Suara.com - Setelah para penyidik berhasil menyelesaikan berkas perkara dengan cepat dan tepat waktu, akhirnya dua perusahaan terkait 81 kontainer dan 1.100 meter kubik kayu ilegal asal Papua, yaitu CV ATI dan CV CV STI akan segera disidangkan.
Ditjen Penegakan Hukum Lingkungan Hidup dan Kehutanan (KLHK) menerima dua surat dari Kejaksaan Agung tertanggal 4 April 2019 (No B/808/E.4/Epk/04/2019 dan No B/809/E.4/Epk/04/2019), yang menyatakan dua berkas perkara itu tersebut telah lengkap (P21) dan dilanjutkan dengan penyerahan tersangka & barang bukti (Tahap II) pada tanggal 8 April 2019 di Sorong, Papua Barat.
CV ATI dan CV STI, dua perusahaan tersebut, adalah pemain besar kayu ilegal di Papua Barat. Tersangka dari kasus ini adalah HBS alias MH Anak Parman.
Yazid Nurhuda, Direktur Penegakan Hukum Pidana KLHK mengatakan masih akan ada tersangka lain yang saat ini sedang diperiksa.
Baca Juga: Ciptakan Pemerintahan Akuntabel, KLHK Perkuat Pengawasan Internal
“Kami harus segera menyelesaikan penanganan kasus ini, karena masih ada beberapa tersangka lain saat ini sedang diperiksa oleh penyidik KLHK terkait kayu ilegal asal Papua, yaitu Sdr. DG, Direktur PT MGM, dan Sdr. DT, Direktur PT EAJ ditahan di Jakarta; Sdr. TS, Direktur PT RPF ditahan di Makassar sedangkan Sdr. J Direktur CV BK ditahan di Surabaya. Sementara itu Sdr ET, Direktur CV AKG telah diterbitkan DPO (nomor: DPO/07/III/RRS.10.2/2019/Ditreskrimsus tanggal 4 Maret 2019)," ujarnya.

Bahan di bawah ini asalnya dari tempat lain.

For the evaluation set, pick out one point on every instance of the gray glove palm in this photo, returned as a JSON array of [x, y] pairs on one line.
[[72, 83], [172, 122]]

Sementara itu, Direktur Jenderal Penegakan Hukum LHK, Rasio Ridho Sani, beberapa waktu yang lalu menegaskan bahwa pemberantasan pembalakan liar adalah komitmen pemerintah.
“Upaya penyelamatan sumber daya alam melalui pemberantasan pembalakan liar merupakan komitmen pemerintah. Kejahatan ini harus kita lawan, karena menghancurkan ekosistem, mengancam kehidupan masyarakat dan merugikan negara," katanya.
Perusakan lingkungan adalah kejahatan luar biasa dan harus kita tangani bersama-sama. Penanganan juga harus menghasilkan efek jera.
"Untuk penguatan penegakan hukum, kami bekerja sama dengan banyak pihak untuk melawan kejahatan ini, termasuk dengan KPK, Kepolisian, TNI AL, BAKAMLA dan Kejaksaan Agung. Secara khusus kami mengapresiasi Kejaksaan Agung, sehingga penyerahan berkas penanganan kasus ini dapat diselesaikan," tambah Rasio.
Baca Juga: Tingkatkan Pengawasan, KLHK Didukung Supervisi Beberapa Lembaga Negara
Yazid Nurhuda menambahkan, tersangka dijerat dengan Pasal 87 ayat (1) huruf a dan/atau Pasal 95 ayat (1) huruf a dan/atau Pasal 86 ayat 1 huruf a UU No 18 Tahun 2013 tentang Pencegahan dan Pemberantasan Perusakan Hutan dengan hukuman maksimal 5 tahun dan denda maksimal Rp 5 milar. Efek jera bisa diharapkan muncul ketika terdakwa dikenakan hukuman pidana penjara dan ganti rugi.